Ticketmaster Summer in Stages

On the Piste

John Godber
Coliseum Theatre, Oldham
(2009)

Production photo

The Coliseum's stage has been turned into a working ski slope for its opening production of the new season: John Godber's comedy set in an Austrian package holiday ski resort, On The Piste.

The play opens as Austrian ski instructor Tony welcomes us to the resort with a well-rehearsed speech to new visitors before the members of his group for the week arrive: young couple Dave and Bev and slightly-older couple Chris and Alison. Dave and Bev have been together for six months and seem very close and 'lovey-dovey'; Chris and Allison's unmarried relationship has passed its first decade and seems more of a habit than a passionate coupling.

Into this group comes posh, attractive Melissa, who betrays some emotion when she talks about her husband not being with her but never explains, attracting the attention of the men and the jealousy of the women. These relationships that seem relatively stable on the surface quickly betray some cracks that cause the couples to reassess their lives together.

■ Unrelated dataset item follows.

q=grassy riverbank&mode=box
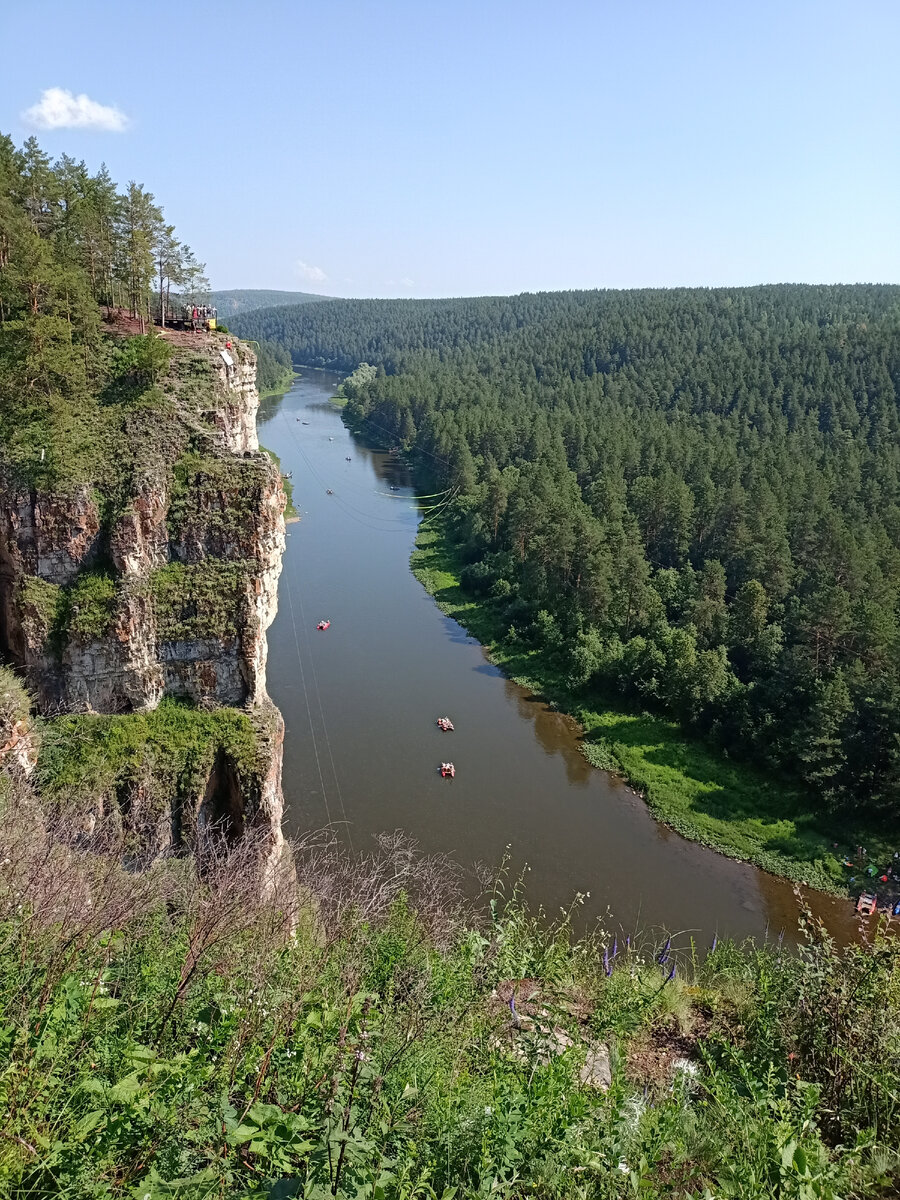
[410,527,888,894]
[0,801,900,1200]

The play has some reasonable verbal and physical comedy, some vaguely-interesting, if rather superficially-explored, themes about relationships and some quite nice characters. The plot isn't exactly tightly-constructed and nothing is particularly great or memorable, but it passes the time in a reasonably-entertaining way and provides a few mild laughs along the way.

Director Kevin Shaw creates a perfectly-watchable show out of the thin material with the help of a pretty decent cast. Adrian Bouchet plays extremely self-assured Tony without any irony or caricature, which makes it funnier than if he had tried to play it for laughs. Catherine Kinsella gives a superb performance as the childish, smitten Bev, with good support from Richard Oldham as Dave.

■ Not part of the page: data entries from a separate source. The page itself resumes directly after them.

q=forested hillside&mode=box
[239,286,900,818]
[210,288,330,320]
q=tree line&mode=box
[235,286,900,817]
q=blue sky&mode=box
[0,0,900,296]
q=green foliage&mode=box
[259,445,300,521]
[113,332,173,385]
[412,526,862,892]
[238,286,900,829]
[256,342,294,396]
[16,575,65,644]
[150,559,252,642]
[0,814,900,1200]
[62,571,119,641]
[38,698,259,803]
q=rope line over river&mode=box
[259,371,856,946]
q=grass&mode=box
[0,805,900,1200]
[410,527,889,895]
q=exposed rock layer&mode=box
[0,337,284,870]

Kate Coogan gives a very strong performance as Alison, Stuart Wade gets across the mid-life crisis of Chris very well and Loveday Smith is perfect as Melissa. The lack of depth in the characters is the fault of the script, not the actors. Four of them become a very convincing Abba-lookalike during a typical Godber soliloquy from Chris, although it would have been twice as effective if it was half as long. Richard Foxton's set creates a very real-looking ski slope that acts quite like a real snowy slope when the actors ski down it.

Overall this is a decent production of a piece that is inoffensive and mildly entertaining but ultimately quite forgettable.